SINOPSE – “Vitória”: quando a imagem se torna a força da justiça

SINOPSE é uma coluna do Jornal Primeira Página assinada por Carolinne Macedo. Tudo sobre os principais lançamentos cinematográficos do mês e um mergulho na sétima arte!

Fernanda Montenegro é um monumento do cinema brasileiro, e Andrucha Waddington sabe disso. Em “Vitória”, o diretor trata a atriz como uma entidade cinematográfica, transformando cada enquadramento em um estudo de sua expressão e presença. O longa, que inicialmente estava nas mãos de Breno Silveira antes de sua morte, carrega essa mudança em sua essência. O que poderia ser um thriller político denso e tenso se molda, na verdade, em um melodrama envolvente, onde a justiça se mistura à obstinação de uma mulher que se recusa a se calar diante da violência. Andrucha que já entregou histórias onde suas habilidades foram comprovadas, como em “Gêmeas” e “Eu, Tu, Eles”, além da série “Sob Pressão”, retorna agora ao cinema com a mesma capacidade de extrair textura e complexidade das relações humanas que já conhecíamos.

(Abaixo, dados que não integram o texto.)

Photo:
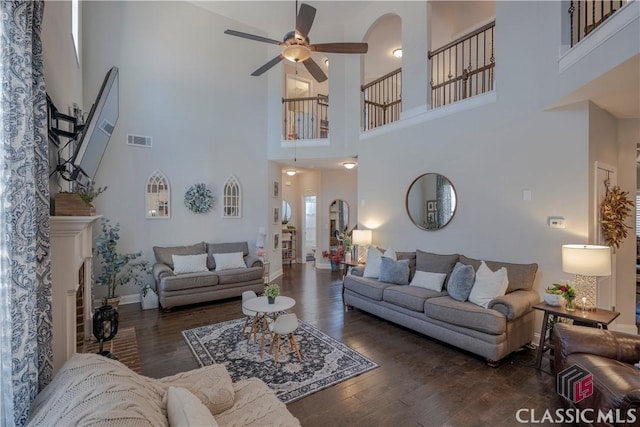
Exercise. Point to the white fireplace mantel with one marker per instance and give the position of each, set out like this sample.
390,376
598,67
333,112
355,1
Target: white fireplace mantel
71,247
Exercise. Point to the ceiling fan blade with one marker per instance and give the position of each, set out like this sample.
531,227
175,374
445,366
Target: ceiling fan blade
252,37
340,47
268,65
315,70
304,20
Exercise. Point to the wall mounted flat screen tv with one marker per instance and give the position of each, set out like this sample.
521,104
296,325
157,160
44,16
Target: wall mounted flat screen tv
94,137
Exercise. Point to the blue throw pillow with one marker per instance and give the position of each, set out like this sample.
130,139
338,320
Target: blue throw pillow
396,272
461,281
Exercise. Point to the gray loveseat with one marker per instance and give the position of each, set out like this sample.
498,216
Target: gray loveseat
209,285
493,332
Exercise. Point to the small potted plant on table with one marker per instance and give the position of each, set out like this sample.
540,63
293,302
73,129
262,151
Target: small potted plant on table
272,290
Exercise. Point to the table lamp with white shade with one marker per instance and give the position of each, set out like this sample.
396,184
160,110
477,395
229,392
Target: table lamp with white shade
587,262
361,238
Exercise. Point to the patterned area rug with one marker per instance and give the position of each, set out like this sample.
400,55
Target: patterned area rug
124,346
325,361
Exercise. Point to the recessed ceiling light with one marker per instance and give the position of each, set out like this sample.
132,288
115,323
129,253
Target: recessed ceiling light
349,165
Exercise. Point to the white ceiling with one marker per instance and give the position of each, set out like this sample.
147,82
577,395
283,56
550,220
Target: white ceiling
616,91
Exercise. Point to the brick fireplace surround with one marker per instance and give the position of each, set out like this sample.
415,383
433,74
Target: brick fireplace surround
71,252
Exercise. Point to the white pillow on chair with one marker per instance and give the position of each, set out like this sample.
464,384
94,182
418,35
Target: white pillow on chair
189,263
229,261
185,409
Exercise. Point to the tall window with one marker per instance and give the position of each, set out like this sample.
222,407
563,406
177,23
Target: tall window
232,199
75,28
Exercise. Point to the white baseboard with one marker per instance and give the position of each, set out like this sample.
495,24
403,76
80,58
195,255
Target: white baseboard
626,328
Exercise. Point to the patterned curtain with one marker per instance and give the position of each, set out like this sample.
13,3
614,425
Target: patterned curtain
25,274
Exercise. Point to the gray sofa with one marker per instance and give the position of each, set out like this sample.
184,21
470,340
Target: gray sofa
504,326
190,288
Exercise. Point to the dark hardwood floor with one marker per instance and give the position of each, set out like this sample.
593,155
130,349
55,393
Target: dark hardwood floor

A história segue Dona Nina, uma mulher que decide registrar, da janela de seu apartamento, o crime organizado que toma conta de sua vizinhança. Um filme sobre a imagem enquanto agente de manutenção da sociedade. Aqui, o medo não se traduz na iminência do perigo, mas sim na impotência de uma sociedade anestesiada pela corrupção. O diretor constrói seu filme mais sobre a observação do que sobre a ação. O perigo está lá, mas quase nunca se concretiza. A fotografia reforça essa atmosfera, preenchendo a tela com tons acinzentados, quase esgotando qualquer vestígio de beleza do cenário carioca. Montenegro sempre parece envolta em uma realidade pouco convidativa, que se transforma em aflição crescente e Copacabana surge como uma paisagem melancólica, onde o turístico se dissolve na decadência.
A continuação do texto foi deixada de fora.